Since the birth at the CAISM-UNICAMP was an inclusion criterion for the study group and controls, the authors had the full hospital records for both groups at disposal, making the analysis of etiological factors possible. The association between hypoplasia and prenatal variables was not significant statistically. Although many systemic factors have been associated with enamel hypoplasia, it is difficult to isolate the relative importance of each because they may be concurrent19. Seow, et al.1 outlined that mineral deficiency could act as a central mechanism underlying systemic disturbances, whereas Aine, et al.19 found that mineral supplementation did not reduce the prevalence of DDE. The neonatal variable respiratory distress syndrome when associated with hypoplasia was statistically significant, which is in agreement with the study of Johnsen10. Yet many reports have investigated etiologic systemic factors, no study has made the association with a neonatal finding such as neurological examination at discharge.

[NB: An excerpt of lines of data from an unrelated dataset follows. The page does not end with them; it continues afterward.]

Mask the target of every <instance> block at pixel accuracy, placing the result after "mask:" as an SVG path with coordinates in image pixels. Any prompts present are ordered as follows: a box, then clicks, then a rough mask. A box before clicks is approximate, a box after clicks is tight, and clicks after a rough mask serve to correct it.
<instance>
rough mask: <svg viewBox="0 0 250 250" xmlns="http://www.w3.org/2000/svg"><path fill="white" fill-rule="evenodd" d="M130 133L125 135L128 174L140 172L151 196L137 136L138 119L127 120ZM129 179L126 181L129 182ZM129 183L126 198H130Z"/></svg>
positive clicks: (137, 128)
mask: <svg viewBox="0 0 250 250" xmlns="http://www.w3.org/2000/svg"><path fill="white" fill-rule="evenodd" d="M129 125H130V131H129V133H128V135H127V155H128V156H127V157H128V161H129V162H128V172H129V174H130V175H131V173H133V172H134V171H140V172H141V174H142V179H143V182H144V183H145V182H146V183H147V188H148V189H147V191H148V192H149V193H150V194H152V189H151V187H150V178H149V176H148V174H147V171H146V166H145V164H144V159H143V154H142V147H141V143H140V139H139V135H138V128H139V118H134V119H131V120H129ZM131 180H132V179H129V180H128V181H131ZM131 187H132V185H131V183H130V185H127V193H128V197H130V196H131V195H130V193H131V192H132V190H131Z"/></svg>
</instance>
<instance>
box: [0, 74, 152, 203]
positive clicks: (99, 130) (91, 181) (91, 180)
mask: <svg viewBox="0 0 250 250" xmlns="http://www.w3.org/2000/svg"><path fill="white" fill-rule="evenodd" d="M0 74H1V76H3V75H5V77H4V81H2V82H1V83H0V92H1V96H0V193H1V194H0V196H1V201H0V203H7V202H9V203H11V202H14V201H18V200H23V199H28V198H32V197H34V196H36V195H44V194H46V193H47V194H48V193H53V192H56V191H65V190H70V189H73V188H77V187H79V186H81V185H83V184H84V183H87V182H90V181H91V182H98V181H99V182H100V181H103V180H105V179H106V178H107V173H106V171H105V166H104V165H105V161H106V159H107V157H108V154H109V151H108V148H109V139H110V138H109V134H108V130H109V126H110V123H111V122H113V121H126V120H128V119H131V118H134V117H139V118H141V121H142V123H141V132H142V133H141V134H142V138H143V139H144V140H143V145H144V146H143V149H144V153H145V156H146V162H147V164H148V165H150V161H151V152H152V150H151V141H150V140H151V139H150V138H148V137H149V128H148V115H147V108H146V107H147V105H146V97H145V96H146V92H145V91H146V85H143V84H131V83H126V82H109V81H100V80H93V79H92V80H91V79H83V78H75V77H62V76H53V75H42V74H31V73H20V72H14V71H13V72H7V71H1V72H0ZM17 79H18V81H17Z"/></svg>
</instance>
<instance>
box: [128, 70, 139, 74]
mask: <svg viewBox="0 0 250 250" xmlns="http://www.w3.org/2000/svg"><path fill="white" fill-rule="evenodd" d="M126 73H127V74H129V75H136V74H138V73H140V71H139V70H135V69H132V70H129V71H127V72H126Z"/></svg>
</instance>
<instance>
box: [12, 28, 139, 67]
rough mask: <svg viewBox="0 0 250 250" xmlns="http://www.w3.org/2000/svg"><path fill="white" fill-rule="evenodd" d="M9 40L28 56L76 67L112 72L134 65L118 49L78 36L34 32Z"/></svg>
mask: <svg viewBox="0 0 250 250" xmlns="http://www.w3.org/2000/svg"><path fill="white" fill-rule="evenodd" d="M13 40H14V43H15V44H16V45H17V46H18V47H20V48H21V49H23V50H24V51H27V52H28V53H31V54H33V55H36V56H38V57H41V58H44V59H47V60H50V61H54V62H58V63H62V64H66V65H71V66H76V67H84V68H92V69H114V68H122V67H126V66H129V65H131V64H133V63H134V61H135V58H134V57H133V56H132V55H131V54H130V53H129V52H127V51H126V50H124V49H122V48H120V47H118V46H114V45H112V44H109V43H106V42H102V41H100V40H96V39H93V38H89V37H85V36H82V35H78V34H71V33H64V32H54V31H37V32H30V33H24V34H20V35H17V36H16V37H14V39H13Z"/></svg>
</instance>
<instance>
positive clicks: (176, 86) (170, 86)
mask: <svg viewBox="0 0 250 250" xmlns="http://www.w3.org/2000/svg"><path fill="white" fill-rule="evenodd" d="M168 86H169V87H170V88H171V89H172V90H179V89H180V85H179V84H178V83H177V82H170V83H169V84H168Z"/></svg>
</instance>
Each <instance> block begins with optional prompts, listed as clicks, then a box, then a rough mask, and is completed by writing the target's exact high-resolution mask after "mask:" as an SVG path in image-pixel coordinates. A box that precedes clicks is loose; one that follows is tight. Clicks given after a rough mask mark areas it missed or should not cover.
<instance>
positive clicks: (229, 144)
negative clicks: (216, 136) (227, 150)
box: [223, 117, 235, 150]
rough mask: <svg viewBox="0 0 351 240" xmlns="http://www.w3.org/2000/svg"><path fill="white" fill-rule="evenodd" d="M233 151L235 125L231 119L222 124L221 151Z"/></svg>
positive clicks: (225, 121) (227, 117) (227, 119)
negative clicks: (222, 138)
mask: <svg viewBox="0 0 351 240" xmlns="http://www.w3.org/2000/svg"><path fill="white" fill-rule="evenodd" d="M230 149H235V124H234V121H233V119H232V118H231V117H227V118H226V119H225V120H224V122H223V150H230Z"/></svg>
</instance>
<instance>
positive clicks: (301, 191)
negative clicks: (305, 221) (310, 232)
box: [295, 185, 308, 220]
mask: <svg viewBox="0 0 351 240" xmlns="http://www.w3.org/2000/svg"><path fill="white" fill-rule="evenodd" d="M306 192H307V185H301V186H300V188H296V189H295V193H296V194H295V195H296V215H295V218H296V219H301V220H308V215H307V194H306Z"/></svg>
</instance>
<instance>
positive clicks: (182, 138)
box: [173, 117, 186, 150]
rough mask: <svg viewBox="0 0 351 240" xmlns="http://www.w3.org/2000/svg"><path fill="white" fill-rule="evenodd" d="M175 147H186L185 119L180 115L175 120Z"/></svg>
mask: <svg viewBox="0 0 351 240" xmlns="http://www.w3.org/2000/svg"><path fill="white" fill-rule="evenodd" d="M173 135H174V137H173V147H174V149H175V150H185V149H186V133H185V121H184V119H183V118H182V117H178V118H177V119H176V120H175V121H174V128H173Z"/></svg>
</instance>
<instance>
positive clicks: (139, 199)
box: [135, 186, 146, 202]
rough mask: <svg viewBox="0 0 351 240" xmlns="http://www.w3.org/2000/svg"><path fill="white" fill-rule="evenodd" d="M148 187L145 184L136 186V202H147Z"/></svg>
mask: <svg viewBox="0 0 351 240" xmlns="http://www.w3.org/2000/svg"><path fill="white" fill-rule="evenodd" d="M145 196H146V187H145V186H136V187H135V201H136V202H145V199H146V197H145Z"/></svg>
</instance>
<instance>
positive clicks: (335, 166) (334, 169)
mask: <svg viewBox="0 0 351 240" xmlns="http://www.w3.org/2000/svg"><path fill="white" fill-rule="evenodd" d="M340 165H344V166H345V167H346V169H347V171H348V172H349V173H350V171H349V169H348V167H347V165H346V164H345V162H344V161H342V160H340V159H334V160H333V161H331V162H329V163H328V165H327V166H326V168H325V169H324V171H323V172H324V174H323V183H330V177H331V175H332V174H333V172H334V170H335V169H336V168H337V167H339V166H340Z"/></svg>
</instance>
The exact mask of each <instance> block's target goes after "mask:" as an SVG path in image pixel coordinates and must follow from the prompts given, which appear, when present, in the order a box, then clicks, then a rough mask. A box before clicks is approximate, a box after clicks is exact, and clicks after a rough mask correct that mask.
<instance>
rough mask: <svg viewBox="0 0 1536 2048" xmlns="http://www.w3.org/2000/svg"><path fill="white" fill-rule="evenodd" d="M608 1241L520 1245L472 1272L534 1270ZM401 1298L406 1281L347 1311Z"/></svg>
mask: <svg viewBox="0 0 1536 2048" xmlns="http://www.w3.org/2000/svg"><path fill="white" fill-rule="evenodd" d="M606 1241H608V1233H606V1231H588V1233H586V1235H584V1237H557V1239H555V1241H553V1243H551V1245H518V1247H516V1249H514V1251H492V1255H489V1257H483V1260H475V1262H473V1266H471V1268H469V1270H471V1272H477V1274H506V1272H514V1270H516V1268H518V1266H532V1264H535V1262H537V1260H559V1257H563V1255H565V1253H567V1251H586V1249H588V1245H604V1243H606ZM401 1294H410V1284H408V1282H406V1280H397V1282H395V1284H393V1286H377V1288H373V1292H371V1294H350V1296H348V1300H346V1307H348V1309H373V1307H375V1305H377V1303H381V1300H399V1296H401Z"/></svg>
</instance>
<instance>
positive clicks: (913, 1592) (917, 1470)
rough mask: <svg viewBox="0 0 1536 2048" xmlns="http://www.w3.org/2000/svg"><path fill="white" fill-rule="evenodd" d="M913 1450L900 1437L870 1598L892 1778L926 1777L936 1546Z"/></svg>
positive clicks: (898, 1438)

An altered result is this exam may indicate that the newborn is prone to present neurological disorders.
In the term group, associations were not significant probably due to the small number of full-term children that presented hypoplasia.
Hypoplasia has been considered a significant predictor of dental caries12,13,14,20,21. Lai, et al.11 found that mild enamel defects, such as opacities without hypoplasia, did not increase caries prevalence, but severe enamel hypoplasia was strongly associated with enamel decay11. Fearne,8 found a lower caries prevalence in the study group, but stated that this finding may be associated with the fact that the LBW infants were of higher social class and took fluoride supplements. Preterm infants have a higher prevalence of hypoplasia that may predispose to plaque accumulation and tooth decay20. In our study group, 70.1% of the parents affirmed never having received any sort of preventive dental counseling. Therefore, the results of the present study reinforce the importance of preventive dental measures directed towards preterm infants in order to prevent dental caries.
CONCLUSIONS
LBW preterm infants presented a higher prevalence of hypoplasia than NBW controls. The most affected deciduous teeth by hypoplasia were maxillary incisors. There was no significant association with prenatal variables. Among neonatal variables, there was a significant association with respiratory distress syndrome and neurological examination at discharge with an altered result.